Ranup dan Ureueng Aceh

Masih ingat humor yang beredar di masyarakat Aceh saat dibalut konflik? Salah satu cerita banyak beredar dari mulut ke mulut yaitu cerita soal ‘sirih’*). Cerita ini tentang seorang serdadu yang bertamu ke sebuah rumah untuk meminta ‘sirih’ (atau ranup**--dalam bahasa Aceh).

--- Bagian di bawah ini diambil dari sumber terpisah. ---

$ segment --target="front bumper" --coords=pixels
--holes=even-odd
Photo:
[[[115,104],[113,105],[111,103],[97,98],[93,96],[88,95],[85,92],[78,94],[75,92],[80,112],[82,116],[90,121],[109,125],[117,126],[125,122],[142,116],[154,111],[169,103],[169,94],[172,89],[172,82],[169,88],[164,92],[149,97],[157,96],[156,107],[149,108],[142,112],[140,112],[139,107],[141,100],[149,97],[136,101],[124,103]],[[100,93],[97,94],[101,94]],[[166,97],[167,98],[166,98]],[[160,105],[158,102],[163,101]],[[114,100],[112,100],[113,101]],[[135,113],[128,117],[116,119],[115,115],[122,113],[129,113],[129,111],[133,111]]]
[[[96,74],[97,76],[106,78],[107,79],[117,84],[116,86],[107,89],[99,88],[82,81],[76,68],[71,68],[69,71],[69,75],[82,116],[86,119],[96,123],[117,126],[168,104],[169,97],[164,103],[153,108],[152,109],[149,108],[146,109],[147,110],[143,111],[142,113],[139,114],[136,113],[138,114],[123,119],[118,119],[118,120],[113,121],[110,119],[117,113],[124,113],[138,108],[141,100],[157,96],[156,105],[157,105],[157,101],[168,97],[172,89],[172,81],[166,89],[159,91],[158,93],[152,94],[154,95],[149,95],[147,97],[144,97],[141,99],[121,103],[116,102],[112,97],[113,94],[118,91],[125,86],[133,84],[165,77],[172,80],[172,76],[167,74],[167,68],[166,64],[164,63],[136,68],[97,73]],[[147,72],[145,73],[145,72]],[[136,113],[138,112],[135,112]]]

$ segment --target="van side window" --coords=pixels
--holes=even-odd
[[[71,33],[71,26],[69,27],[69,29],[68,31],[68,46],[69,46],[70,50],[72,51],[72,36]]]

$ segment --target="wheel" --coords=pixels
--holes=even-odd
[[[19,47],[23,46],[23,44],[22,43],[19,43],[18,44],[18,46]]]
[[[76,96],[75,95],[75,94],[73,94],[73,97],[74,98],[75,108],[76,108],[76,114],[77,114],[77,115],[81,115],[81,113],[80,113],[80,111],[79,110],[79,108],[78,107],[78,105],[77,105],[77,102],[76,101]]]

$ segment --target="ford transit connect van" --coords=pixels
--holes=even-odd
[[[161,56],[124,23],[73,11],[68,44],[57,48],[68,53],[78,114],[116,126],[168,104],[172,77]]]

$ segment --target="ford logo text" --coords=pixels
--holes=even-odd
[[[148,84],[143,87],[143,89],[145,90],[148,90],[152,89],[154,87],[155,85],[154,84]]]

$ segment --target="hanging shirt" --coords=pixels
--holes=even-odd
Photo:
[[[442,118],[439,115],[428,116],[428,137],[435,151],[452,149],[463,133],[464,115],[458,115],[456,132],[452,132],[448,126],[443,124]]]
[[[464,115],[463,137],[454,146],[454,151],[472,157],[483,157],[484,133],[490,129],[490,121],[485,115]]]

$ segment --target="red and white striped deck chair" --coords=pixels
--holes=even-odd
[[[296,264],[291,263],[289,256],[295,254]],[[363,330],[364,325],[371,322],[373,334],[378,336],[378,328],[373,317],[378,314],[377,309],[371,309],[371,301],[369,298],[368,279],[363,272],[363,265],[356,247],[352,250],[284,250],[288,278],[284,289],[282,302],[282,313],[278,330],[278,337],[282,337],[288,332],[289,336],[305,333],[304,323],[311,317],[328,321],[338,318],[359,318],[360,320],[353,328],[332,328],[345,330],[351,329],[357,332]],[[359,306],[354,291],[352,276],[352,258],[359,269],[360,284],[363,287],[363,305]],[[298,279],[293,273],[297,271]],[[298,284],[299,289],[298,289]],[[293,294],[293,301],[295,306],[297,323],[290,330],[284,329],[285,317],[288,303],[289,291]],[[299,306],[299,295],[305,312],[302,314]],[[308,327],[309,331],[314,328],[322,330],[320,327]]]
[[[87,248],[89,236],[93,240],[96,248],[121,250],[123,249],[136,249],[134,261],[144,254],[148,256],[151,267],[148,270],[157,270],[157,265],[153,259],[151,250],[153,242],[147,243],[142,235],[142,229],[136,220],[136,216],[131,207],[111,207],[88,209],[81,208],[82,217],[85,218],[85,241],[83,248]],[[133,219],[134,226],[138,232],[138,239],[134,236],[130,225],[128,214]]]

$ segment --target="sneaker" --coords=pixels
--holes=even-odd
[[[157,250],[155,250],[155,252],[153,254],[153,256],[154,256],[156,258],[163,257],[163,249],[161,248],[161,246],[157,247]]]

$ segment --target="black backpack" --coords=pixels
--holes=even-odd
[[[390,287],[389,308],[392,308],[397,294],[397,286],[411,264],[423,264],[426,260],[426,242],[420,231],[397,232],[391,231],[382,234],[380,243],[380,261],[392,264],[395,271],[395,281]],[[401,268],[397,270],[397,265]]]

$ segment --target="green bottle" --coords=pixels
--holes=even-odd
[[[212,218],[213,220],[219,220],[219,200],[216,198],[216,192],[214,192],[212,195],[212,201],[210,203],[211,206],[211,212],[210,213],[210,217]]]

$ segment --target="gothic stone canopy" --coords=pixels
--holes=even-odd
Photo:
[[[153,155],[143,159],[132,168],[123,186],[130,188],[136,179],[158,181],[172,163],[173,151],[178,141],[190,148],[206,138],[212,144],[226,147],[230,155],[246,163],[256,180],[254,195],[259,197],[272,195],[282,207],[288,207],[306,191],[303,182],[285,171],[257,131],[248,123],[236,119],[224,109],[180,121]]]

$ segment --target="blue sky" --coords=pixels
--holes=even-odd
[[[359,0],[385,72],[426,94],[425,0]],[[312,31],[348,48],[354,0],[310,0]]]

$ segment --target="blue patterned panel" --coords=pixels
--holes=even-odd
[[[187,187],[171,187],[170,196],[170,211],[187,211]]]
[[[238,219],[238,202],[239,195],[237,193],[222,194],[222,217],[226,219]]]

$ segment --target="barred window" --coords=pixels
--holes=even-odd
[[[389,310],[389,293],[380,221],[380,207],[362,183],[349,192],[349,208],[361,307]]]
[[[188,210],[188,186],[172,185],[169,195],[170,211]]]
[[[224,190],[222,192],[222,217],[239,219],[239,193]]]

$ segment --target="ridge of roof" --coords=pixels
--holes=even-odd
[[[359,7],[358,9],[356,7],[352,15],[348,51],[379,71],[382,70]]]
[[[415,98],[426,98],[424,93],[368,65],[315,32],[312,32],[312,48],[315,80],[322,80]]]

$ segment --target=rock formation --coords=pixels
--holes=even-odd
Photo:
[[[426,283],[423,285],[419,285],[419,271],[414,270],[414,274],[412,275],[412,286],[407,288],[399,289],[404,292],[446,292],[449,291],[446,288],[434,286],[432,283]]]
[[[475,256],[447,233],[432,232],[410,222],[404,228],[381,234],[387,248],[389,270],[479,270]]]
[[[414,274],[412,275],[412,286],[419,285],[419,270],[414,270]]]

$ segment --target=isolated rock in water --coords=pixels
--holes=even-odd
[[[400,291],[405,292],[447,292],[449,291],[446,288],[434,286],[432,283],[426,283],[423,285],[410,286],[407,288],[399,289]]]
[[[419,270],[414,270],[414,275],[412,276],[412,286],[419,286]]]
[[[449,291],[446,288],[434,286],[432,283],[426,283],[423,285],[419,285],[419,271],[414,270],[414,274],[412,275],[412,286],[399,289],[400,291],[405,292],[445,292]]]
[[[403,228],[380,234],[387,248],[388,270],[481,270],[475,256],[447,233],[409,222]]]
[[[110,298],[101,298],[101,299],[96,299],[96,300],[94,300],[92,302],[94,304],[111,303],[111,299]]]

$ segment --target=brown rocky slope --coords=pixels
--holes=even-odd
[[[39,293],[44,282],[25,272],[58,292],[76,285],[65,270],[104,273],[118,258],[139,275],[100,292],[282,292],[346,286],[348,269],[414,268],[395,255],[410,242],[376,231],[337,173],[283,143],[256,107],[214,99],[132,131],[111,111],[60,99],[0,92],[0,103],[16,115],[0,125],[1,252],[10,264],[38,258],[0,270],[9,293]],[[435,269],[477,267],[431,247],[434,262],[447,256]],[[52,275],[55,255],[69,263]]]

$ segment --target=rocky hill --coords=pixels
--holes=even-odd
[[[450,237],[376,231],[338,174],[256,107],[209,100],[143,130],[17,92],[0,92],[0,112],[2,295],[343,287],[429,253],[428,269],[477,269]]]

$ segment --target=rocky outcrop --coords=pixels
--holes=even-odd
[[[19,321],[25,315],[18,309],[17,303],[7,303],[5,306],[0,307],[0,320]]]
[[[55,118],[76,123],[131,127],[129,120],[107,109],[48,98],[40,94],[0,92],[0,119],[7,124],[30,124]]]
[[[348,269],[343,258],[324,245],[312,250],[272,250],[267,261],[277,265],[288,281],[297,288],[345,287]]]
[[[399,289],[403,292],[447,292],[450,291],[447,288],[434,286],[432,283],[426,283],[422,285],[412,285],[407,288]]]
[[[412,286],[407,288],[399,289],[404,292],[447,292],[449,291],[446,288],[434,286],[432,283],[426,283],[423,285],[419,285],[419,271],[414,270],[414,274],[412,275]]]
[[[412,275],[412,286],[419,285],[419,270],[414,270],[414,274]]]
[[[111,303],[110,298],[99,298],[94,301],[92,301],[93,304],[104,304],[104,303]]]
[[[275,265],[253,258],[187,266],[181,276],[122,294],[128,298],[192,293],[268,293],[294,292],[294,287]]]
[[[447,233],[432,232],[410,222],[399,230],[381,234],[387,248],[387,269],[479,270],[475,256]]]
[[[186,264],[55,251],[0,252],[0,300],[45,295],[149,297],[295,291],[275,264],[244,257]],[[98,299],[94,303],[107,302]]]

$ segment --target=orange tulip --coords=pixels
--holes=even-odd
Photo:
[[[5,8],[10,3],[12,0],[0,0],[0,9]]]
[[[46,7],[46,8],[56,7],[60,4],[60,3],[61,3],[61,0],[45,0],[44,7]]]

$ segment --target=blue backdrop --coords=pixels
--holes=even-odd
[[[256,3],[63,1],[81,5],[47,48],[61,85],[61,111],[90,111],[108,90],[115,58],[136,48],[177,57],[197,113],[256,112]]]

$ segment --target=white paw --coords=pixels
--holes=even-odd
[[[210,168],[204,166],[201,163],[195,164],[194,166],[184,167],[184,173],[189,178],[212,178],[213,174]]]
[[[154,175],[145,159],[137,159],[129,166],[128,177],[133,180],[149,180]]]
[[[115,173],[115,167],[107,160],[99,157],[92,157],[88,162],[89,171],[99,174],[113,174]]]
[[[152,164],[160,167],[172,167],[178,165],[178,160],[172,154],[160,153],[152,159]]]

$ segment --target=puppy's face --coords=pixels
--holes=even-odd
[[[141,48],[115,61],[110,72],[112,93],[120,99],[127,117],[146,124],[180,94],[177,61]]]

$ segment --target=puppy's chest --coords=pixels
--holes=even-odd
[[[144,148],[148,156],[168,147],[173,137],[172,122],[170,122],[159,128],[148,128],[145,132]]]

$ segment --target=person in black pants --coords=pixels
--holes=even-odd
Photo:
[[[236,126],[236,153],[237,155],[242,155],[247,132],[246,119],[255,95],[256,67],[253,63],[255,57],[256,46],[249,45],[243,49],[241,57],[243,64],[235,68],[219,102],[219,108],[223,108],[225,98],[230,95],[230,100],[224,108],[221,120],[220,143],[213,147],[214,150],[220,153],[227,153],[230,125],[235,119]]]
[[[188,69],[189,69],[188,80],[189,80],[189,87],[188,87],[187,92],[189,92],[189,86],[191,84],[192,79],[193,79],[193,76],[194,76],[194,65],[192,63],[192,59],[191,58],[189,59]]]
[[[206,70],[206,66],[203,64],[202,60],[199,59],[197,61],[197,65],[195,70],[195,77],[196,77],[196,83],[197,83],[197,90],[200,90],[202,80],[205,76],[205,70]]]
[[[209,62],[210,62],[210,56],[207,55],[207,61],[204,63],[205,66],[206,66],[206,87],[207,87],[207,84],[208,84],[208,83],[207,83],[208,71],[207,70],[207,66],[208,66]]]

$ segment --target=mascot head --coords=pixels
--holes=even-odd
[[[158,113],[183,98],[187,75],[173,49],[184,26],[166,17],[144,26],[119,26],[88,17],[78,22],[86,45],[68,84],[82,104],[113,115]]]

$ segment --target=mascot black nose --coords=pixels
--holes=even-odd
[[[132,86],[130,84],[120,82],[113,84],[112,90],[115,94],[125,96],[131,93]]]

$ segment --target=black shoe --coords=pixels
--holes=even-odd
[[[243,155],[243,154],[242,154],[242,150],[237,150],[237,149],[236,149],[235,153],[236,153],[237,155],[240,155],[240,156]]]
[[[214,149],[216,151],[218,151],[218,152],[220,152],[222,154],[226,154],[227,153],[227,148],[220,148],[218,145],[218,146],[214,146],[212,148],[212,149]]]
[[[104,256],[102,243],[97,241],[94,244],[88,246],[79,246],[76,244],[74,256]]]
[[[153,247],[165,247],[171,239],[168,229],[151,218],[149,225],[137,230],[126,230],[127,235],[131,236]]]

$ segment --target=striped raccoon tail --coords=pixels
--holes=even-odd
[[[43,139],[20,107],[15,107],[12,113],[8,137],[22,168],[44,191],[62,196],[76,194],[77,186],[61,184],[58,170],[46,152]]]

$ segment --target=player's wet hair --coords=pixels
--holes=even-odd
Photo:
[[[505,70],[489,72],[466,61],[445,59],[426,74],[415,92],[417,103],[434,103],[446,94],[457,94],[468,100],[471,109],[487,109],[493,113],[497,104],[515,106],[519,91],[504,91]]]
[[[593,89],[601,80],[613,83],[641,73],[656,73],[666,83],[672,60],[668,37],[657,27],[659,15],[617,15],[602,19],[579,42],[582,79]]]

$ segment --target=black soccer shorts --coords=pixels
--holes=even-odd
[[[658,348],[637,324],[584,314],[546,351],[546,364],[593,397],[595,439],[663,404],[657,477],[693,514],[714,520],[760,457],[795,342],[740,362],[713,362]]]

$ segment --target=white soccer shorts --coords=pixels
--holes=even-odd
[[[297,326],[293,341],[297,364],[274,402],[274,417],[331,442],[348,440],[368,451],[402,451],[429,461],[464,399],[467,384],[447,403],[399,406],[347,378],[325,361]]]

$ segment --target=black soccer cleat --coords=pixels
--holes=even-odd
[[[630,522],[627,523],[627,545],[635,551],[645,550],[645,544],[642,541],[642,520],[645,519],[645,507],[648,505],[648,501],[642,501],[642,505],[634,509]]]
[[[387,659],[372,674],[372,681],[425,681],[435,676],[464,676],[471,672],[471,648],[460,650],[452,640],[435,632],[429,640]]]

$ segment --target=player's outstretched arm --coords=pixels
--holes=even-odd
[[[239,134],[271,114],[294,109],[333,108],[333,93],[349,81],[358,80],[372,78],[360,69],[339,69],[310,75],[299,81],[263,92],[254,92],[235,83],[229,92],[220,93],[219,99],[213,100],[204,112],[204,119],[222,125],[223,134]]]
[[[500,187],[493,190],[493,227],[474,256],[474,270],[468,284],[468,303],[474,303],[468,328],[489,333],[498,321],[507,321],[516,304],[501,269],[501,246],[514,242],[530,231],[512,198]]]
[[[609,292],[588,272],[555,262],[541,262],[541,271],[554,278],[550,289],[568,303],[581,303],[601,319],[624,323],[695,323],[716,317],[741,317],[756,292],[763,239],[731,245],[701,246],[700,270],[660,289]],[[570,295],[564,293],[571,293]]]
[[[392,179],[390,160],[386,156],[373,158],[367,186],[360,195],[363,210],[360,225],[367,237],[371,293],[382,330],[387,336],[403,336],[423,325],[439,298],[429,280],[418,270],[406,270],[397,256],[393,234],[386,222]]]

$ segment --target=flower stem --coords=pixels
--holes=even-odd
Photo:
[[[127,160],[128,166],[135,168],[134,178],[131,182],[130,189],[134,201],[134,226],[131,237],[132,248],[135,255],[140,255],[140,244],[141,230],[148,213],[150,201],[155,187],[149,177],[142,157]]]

Suatu hari, saat berpatroli di gampong, seorang serdadu mampir ke sebuah rumah warga. Kebetulan rumah itu hanya didiami seorang ibu lanjut usia. Si ibu ini takut bukan main. Karena biasanya, jika serdadu mampir pasti ada masalah atau ada saja orang yang ditangkap. Terjadilah dialog keduanya.

+ Serdadu: Ada sirih, bu?
- Ibu: Hana si rih, ka dijak u blang (Si ibu ini punya anak bernama Idris, sering dipanggil ‘Si Rih’

+ Serdadu: Apa?
- Ibu: Apa*** pih ka u blang cit.

Si serdadu, selain bingung juga kesal. Obrolan dia dan si ibu seperti tak nyambung. Sambil, si Serdadu mengomel, “Ngomong apa si ibu ini, nggak nyambung.” Si ibu kebetulan mendengar ucapan "Ngomong" yang dipikirnya 'umong'****), dia pun menyahut.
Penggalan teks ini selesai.